Sie wusste einfach, wann es unpassend war, dass die Mutter dabei ist. Und das fand ich gerade echt erleichternd.

"Deine Ma is echt cool.", kommentierte Tim das geschehen.

Jetzt musste ich wieder lächeln. "Ja, ja das ist sie. Sie ist mehr meine beste Freundin als meine Mutter.", sprudelte es aus mir raus.

"Sei froh! Meine Eltern sind solche Spießer. Vorallem mein Vater. Ich und mein Bruder müssen genau das machen, was sie sich vorstellen.", schnaubte er.

"Sei froh, DASS du noch einen Vater und einen Bruder hast.", sprach ich mal wieder ohne drüber nachzudenken drauf los. Ich war echt verdammt begabt im Freundschafen schließen.Innerlich klatschte ich mir gerade selbst eine. Wie konnte man nur so doof sein?

"Oh, das tut mir leid.", kam es irgendwie mitleidig von Tim.

"Das Leben geht weiter. Aber hey, du bist die erste Person in meinem Alter, die nicht total abgewiesen von meiner Art ist. Danke." Heute war denken aber nicht meine Stärke, oder? Ich meine, die Wörter kamen einfach aus mir raus, ohne, dass ich drüber nachgedacht hatte. Ich hatte nicht mal Zeit, über meine Worte nachzudenken.

Er lächelte einfach nur.

"Ich mag dich.", atwortete er einfach auf meinen Redeschwall.
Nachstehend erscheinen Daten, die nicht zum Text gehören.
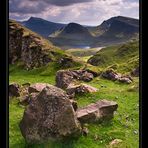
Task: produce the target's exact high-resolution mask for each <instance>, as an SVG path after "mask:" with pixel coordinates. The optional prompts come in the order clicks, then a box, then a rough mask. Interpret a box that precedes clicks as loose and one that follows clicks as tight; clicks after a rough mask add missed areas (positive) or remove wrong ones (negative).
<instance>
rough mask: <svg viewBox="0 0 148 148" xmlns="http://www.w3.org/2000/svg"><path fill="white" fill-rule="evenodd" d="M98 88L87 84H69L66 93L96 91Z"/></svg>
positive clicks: (91, 92) (67, 87) (76, 92)
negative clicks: (78, 84)
mask: <svg viewBox="0 0 148 148" xmlns="http://www.w3.org/2000/svg"><path fill="white" fill-rule="evenodd" d="M97 91H98V89H97V88H95V87H92V86H90V85H87V84H79V85H69V86H68V87H67V89H66V92H67V94H69V95H70V94H74V95H75V94H83V93H93V92H97Z"/></svg>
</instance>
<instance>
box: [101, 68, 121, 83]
mask: <svg viewBox="0 0 148 148" xmlns="http://www.w3.org/2000/svg"><path fill="white" fill-rule="evenodd" d="M102 77H104V78H106V79H109V80H113V81H115V80H118V79H119V78H120V77H121V75H119V74H118V73H116V72H115V71H114V70H112V69H109V70H106V71H105V72H103V73H102Z"/></svg>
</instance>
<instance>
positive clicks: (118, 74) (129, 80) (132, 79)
mask: <svg viewBox="0 0 148 148" xmlns="http://www.w3.org/2000/svg"><path fill="white" fill-rule="evenodd" d="M102 76H103V77H104V78H106V79H109V80H113V81H119V82H121V83H126V84H130V83H132V81H133V79H132V77H131V76H129V75H121V74H119V73H116V72H114V70H112V69H109V70H106V71H105V72H103V73H102Z"/></svg>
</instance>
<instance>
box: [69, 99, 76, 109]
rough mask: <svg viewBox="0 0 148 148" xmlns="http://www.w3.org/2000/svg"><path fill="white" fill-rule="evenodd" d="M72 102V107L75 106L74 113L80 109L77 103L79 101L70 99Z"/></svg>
mask: <svg viewBox="0 0 148 148" xmlns="http://www.w3.org/2000/svg"><path fill="white" fill-rule="evenodd" d="M70 102H71V103H72V106H73V109H74V111H76V110H77V109H78V103H77V101H75V100H72V99H70Z"/></svg>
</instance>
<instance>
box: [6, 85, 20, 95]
mask: <svg viewBox="0 0 148 148" xmlns="http://www.w3.org/2000/svg"><path fill="white" fill-rule="evenodd" d="M9 96H10V97H19V96H20V86H19V84H16V83H13V84H10V85H9Z"/></svg>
Wow, das waren die Worte, die mir den Tag gerettet hatten.Ja, irgendwie traurig, dass solche einfachen Worte mir meinen Tag retten konnten, aber er übersah mich nicht. Und er mochte mich. Das konnte sich zwar auf kurz oder lang ändern, aber für den Moment tat es gut. Und ich wollte für den Moment leben. Der Tag hatte keinen schönen Verlauf genommen, aber gerade war ich irgendwas in die Richtung glücklich. Es ließ sich nicht beschreiben.